Der Traumfänger schwieg, blickte auf seine Hände. Schließlich schüttelte er bedauernd den Kopf.
«Sie denken zu kurz, Herr Albrecht. Und Sie hören mir nicht zu.
Im Übrigen habe ich nie behauptet, dass das Prinzip der Ehre für unseren Täter eine Rolle spielt. Ich wäge lediglich unterschiedliche Mechanismen ab, die auf unseren Fall zutreffen könnten – oder nicht. Was ihnen gemein ist, ist das archaische Element.
Unsere Gesellschaft
hält
sich für modern. Doch bedeutet das, dass ältere Prinzipien keinen Platz mehr haben? Ein Familienvater, der vor dem wirtschaftlichen Ruin steht und seine Familie mit in den Tod nimmt? Ein Ehemann, der seine Frau erschießt, weil sie droht, ihn zu verlassen? Was anderes steht im Hintergrund als das archaische Prinzip der Ehre?»
Der Hauptkommissar zögerte, nickte dann aber widerwillig.

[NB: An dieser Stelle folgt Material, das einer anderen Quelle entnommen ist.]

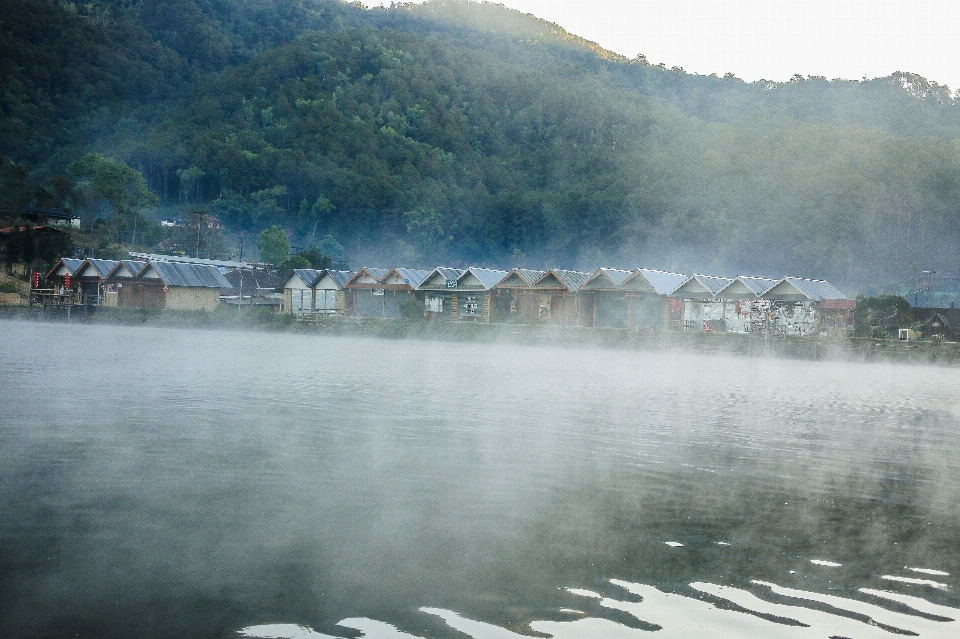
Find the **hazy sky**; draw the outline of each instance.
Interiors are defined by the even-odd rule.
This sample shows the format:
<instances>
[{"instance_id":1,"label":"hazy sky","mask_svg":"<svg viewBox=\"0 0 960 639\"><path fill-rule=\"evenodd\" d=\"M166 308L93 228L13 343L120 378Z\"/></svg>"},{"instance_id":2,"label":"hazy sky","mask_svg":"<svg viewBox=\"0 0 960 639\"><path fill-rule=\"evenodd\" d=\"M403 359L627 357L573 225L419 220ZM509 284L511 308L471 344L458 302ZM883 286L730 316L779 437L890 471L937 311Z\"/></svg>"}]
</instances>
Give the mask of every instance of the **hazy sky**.
<instances>
[{"instance_id":1,"label":"hazy sky","mask_svg":"<svg viewBox=\"0 0 960 639\"><path fill-rule=\"evenodd\" d=\"M363 0L367 5L390 2ZM918 73L960 89L957 0L503 0L628 57L744 80Z\"/></svg>"}]
</instances>

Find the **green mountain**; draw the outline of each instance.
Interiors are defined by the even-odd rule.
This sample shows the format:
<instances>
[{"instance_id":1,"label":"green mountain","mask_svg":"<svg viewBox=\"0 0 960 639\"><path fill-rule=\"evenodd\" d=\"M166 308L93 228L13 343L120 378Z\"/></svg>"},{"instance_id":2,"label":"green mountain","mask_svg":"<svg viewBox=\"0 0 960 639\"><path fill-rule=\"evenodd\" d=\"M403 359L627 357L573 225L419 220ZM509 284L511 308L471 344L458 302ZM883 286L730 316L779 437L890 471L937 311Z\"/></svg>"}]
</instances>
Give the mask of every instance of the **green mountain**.
<instances>
[{"instance_id":1,"label":"green mountain","mask_svg":"<svg viewBox=\"0 0 960 639\"><path fill-rule=\"evenodd\" d=\"M163 211L301 245L331 234L354 263L888 291L960 271L960 103L915 75L698 76L454 0L0 0L0 15L0 153L31 186L98 152L141 171Z\"/></svg>"}]
</instances>

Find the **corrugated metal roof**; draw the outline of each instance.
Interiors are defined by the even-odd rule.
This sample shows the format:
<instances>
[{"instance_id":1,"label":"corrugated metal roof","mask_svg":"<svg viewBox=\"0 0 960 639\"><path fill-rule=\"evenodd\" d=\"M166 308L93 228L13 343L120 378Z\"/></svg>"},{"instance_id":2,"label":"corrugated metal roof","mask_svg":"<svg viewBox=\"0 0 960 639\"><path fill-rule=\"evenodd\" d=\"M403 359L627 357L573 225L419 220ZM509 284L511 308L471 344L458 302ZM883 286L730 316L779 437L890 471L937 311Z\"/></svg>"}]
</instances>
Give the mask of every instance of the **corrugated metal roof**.
<instances>
[{"instance_id":1,"label":"corrugated metal roof","mask_svg":"<svg viewBox=\"0 0 960 639\"><path fill-rule=\"evenodd\" d=\"M802 277L785 277L765 291L762 297L767 300L784 302L850 299L838 291L830 282L808 280Z\"/></svg>"},{"instance_id":2,"label":"corrugated metal roof","mask_svg":"<svg viewBox=\"0 0 960 639\"><path fill-rule=\"evenodd\" d=\"M187 264L184 262L150 262L137 275L138 280L148 279L153 271L167 286L188 286L193 288L233 288L216 266L209 264Z\"/></svg>"},{"instance_id":3,"label":"corrugated metal roof","mask_svg":"<svg viewBox=\"0 0 960 639\"><path fill-rule=\"evenodd\" d=\"M439 266L432 271L430 274L423 278L423 281L420 282L420 285L417 287L417 290L439 290L447 288L447 280L459 280L460 276L463 275L463 269L459 268L448 268L446 266ZM440 280L443 280L440 282Z\"/></svg>"},{"instance_id":4,"label":"corrugated metal roof","mask_svg":"<svg viewBox=\"0 0 960 639\"><path fill-rule=\"evenodd\" d=\"M457 286L462 286L470 275L477 278L477 281L483 286L483 290L489 291L507 276L507 271L495 271L489 268L471 266L457 280Z\"/></svg>"},{"instance_id":5,"label":"corrugated metal roof","mask_svg":"<svg viewBox=\"0 0 960 639\"><path fill-rule=\"evenodd\" d=\"M120 260L120 265L126 268L127 272L129 272L132 277L136 277L136 275L143 270L143 267L145 267L147 263L138 262L136 260Z\"/></svg>"},{"instance_id":6,"label":"corrugated metal roof","mask_svg":"<svg viewBox=\"0 0 960 639\"><path fill-rule=\"evenodd\" d=\"M566 288L571 293L577 292L584 282L590 278L590 273L580 271L565 271L552 268L543 277L534 282L534 288ZM557 286L560 284L560 287Z\"/></svg>"},{"instance_id":7,"label":"corrugated metal roof","mask_svg":"<svg viewBox=\"0 0 960 639\"><path fill-rule=\"evenodd\" d=\"M182 255L163 255L161 253L135 253L130 252L130 257L140 262L178 262L181 264L206 264L218 268L253 268L252 264L247 262L237 262L234 260L205 260L199 257L184 257Z\"/></svg>"},{"instance_id":8,"label":"corrugated metal roof","mask_svg":"<svg viewBox=\"0 0 960 639\"><path fill-rule=\"evenodd\" d=\"M543 277L546 271L533 271L528 268L515 268L497 282L496 288L527 288Z\"/></svg>"},{"instance_id":9,"label":"corrugated metal roof","mask_svg":"<svg viewBox=\"0 0 960 639\"><path fill-rule=\"evenodd\" d=\"M752 275L738 275L729 284L717 291L718 299L750 299L760 297L768 291L777 280L771 280L766 277L754 277Z\"/></svg>"},{"instance_id":10,"label":"corrugated metal roof","mask_svg":"<svg viewBox=\"0 0 960 639\"><path fill-rule=\"evenodd\" d=\"M291 279L293 277L297 277L303 283L304 287L312 288L313 283L322 274L323 274L322 270L315 269L315 268L295 268L293 269L293 275L291 276ZM286 282L283 283L283 287L288 288L287 284L289 283L290 283L290 280L287 280ZM293 287L290 287L290 288L293 288Z\"/></svg>"},{"instance_id":11,"label":"corrugated metal roof","mask_svg":"<svg viewBox=\"0 0 960 639\"><path fill-rule=\"evenodd\" d=\"M73 276L77 272L77 269L83 264L83 260L75 260L71 257L62 257L57 260L57 263L53 265L49 271L47 271L46 279L57 276L57 271L61 268L66 270L66 274Z\"/></svg>"},{"instance_id":12,"label":"corrugated metal roof","mask_svg":"<svg viewBox=\"0 0 960 639\"><path fill-rule=\"evenodd\" d=\"M638 268L633 273L634 275L642 275L659 295L668 295L687 279L687 276L682 273L670 273L669 271L658 271L650 268Z\"/></svg>"},{"instance_id":13,"label":"corrugated metal roof","mask_svg":"<svg viewBox=\"0 0 960 639\"><path fill-rule=\"evenodd\" d=\"M705 299L714 297L733 280L714 275L691 275L683 284L670 291L670 297L687 299Z\"/></svg>"},{"instance_id":14,"label":"corrugated metal roof","mask_svg":"<svg viewBox=\"0 0 960 639\"><path fill-rule=\"evenodd\" d=\"M84 261L74 273L77 277L97 277L106 279L110 272L119 264L116 260L88 259Z\"/></svg>"},{"instance_id":15,"label":"corrugated metal roof","mask_svg":"<svg viewBox=\"0 0 960 639\"><path fill-rule=\"evenodd\" d=\"M332 271L330 269L319 271L319 273L320 274L310 282L310 288L316 288L317 284L319 284L325 276L329 275L336 287L342 289L343 285L349 282L350 278L354 275L353 271Z\"/></svg>"},{"instance_id":16,"label":"corrugated metal roof","mask_svg":"<svg viewBox=\"0 0 960 639\"><path fill-rule=\"evenodd\" d=\"M593 275L587 278L581 288L584 289L615 289L630 277L630 271L616 268L598 268Z\"/></svg>"},{"instance_id":17,"label":"corrugated metal roof","mask_svg":"<svg viewBox=\"0 0 960 639\"><path fill-rule=\"evenodd\" d=\"M374 267L372 267L372 266L364 266L364 267L358 269L358 270L350 277L350 279L347 280L347 282L346 282L346 284L345 284L344 286L346 286L347 288L353 288L353 287L357 287L357 288L369 288L369 287L372 287L372 286L375 286L376 284L378 284L378 283L380 282L380 280L382 280L382 279L386 276L386 274L389 273L389 272L390 272L390 269L388 269L388 268L374 268ZM366 277L364 277L364 276L366 276ZM361 282L361 280L367 279L367 278L369 278L369 279L371 279L371 280L373 280L373 281L372 281L372 282Z\"/></svg>"},{"instance_id":18,"label":"corrugated metal roof","mask_svg":"<svg viewBox=\"0 0 960 639\"><path fill-rule=\"evenodd\" d=\"M427 278L427 275L430 274L430 271L424 271L421 269L415 268L395 268L389 273L383 276L382 280L384 283L387 283L389 280L396 277L400 280L400 284L405 284L412 288L417 288L420 284Z\"/></svg>"}]
</instances>

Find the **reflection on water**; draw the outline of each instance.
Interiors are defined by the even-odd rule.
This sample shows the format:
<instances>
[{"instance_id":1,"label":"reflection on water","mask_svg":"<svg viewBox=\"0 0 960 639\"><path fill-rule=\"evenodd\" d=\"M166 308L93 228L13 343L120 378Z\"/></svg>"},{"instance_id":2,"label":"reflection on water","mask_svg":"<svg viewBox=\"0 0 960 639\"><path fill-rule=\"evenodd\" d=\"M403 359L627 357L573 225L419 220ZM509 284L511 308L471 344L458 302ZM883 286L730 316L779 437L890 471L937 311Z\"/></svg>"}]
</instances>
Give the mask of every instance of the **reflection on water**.
<instances>
[{"instance_id":1,"label":"reflection on water","mask_svg":"<svg viewBox=\"0 0 960 639\"><path fill-rule=\"evenodd\" d=\"M779 595L780 601L762 599L752 592L710 583L692 583L690 587L710 595L708 600L662 592L653 586L614 580L626 592L639 597L638 601L604 597L589 590L570 589L571 594L594 598L611 610L622 610L649 628L630 628L609 619L585 616L568 610L575 616L569 621L533 621L530 628L557 639L589 639L592 637L639 639L656 631L659 638L687 639L689 637L752 638L784 637L809 639L811 637L885 637L891 633L914 637L960 636L960 610L940 606L910 595L862 588L861 592L877 601L896 602L903 612L895 612L881 605L865 603L815 592L781 588L774 584L755 582ZM776 598L776 597L774 597ZM795 601L800 600L800 605ZM722 602L718 606L716 602ZM827 610L805 607L803 602L823 604ZM422 612L443 619L451 628L474 639L520 639L528 636L471 619L455 612L422 608ZM397 628L370 619L344 619L338 625L361 632L369 639L416 637ZM294 624L264 624L242 629L244 637L261 639L330 639L330 635L315 632ZM343 635L337 635L338 637Z\"/></svg>"},{"instance_id":2,"label":"reflection on water","mask_svg":"<svg viewBox=\"0 0 960 639\"><path fill-rule=\"evenodd\" d=\"M955 370L0 329L0 636L958 634Z\"/></svg>"}]
</instances>

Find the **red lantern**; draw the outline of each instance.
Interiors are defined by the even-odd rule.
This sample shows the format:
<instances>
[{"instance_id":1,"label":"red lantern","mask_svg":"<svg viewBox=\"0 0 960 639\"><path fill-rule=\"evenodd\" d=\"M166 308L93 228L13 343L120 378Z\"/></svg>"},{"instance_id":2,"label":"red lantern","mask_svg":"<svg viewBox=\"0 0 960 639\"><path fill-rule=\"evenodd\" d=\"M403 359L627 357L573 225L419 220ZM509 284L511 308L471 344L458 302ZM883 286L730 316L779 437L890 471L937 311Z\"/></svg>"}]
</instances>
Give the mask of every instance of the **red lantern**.
<instances>
[{"instance_id":1,"label":"red lantern","mask_svg":"<svg viewBox=\"0 0 960 639\"><path fill-rule=\"evenodd\" d=\"M33 272L33 288L40 288L40 273Z\"/></svg>"},{"instance_id":2,"label":"red lantern","mask_svg":"<svg viewBox=\"0 0 960 639\"><path fill-rule=\"evenodd\" d=\"M63 276L63 288L70 288L70 274L67 273Z\"/></svg>"}]
</instances>

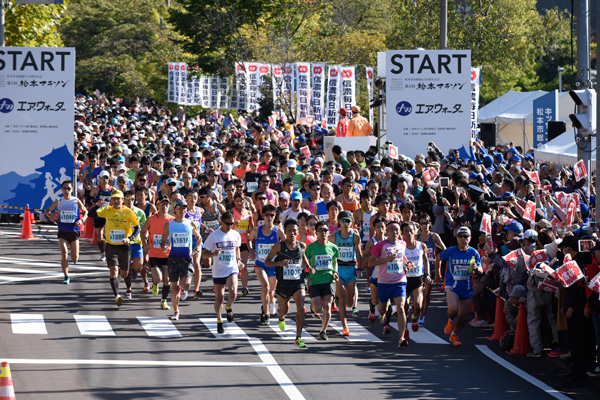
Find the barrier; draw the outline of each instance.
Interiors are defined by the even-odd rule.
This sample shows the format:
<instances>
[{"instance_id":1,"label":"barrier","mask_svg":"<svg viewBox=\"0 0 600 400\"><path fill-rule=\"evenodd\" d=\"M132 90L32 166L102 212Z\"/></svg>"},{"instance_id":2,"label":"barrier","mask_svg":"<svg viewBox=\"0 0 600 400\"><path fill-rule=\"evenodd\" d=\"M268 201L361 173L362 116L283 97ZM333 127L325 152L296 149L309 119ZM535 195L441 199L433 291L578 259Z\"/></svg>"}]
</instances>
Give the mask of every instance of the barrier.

«Wobei wir den Begriff der Ehre vielleicht etwas moderner übersetzen könnten», bot Freiligrath an. «Als gesellschaftliche Anerkennung. Und ähnlich verhält es sich mit einem anderen Begriff. Dem Gedanken der Vergeltung.»
Albrecht hob die Augenbrauen. «Rache?»
«Wenn das für Sie moderner klingt? Das Prinzip ist ähnlich archaisch, und in ganz ähnlicher Weise spielt die Gesellschaft – die Öffentlichkeit – eine entscheidende Rolle.»
«Einspruch!»
Der Traumfänger blinzelte.
«Ehre ist etwas, das man hat oder nicht hat», erklärte Albrecht. «Wer sich ehrenhaft verhält, tut das nicht, um vor der Öffentlichkeit ein gutes Bild abzugeben, sondern weil er … weil es eben ehrenhaft ist.»
Der Gedanke auf Wiedervorlage. Das war ein Gegenstand, den er mit Heiner Schultz erörtern musste.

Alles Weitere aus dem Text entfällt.